Teach your children, show and share with your children. Trust in them and the relationship you have between you. Do not invade their privacy, they WILL resent you for it, and you will have broken their trust in you. After you've broken their trust, it will be so hard for you to gain it back, and then from that point, any teaching you give will fall on deaf and rebellious ears.
If the situation arises that your children do indeed visit questionable sites, or have less-than-inspiring conversations, and you bring up your "evidence" in logs and then proceed to confront them, what do you think will happen?
It is so much better (in terms of personal trust and its betrayal, but still setting boundaries) to set up filters and blockers on the front end, that prevents the searching and loading of "bad" websites. It is up-front and not secretive, known to them to be for their own protection (even if they think you're being too strict), and it stops them beforehand, rather than you finding out about it after the fact.
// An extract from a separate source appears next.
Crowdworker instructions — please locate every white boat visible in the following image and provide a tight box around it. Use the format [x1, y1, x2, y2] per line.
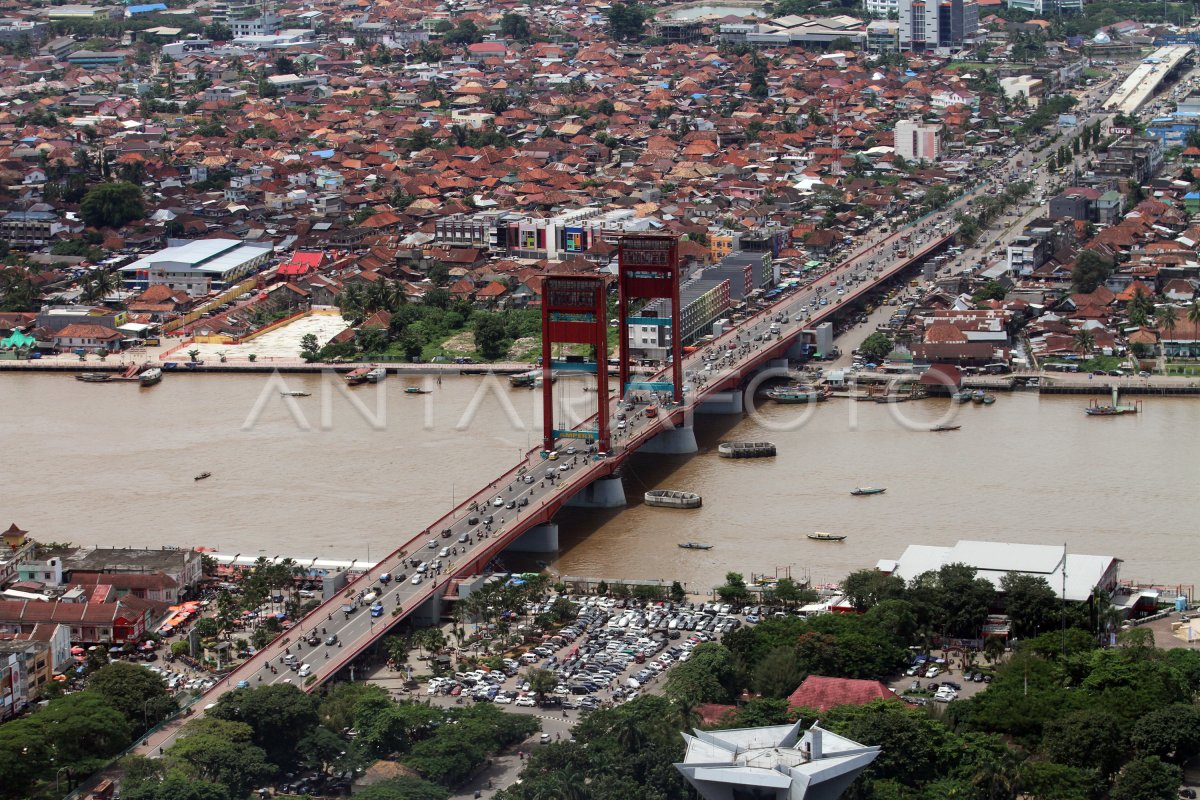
[644, 489, 701, 509]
Trust me, a kid remembers, and it's difficult to recover from a sense betrayal, and the idea that a parent failed you personally - I am attesting to this personally from my own experience. My relationship with my mom is "civil", but if someone asked me if I loved her, I honestly don't know what might be the answer. And I'm not alienated from my mother, I live at home. And it's not as though I want to have a difficult relationship with her, I just can't get past how she still is, the things and way she thinks, even if her intentions are "good".
Your kids already come from a "broken home", please don't set up the situation where they may lose their trust in their father! This is so much more than calling your children back into the house to put on a helmet, there is no issue of trust there.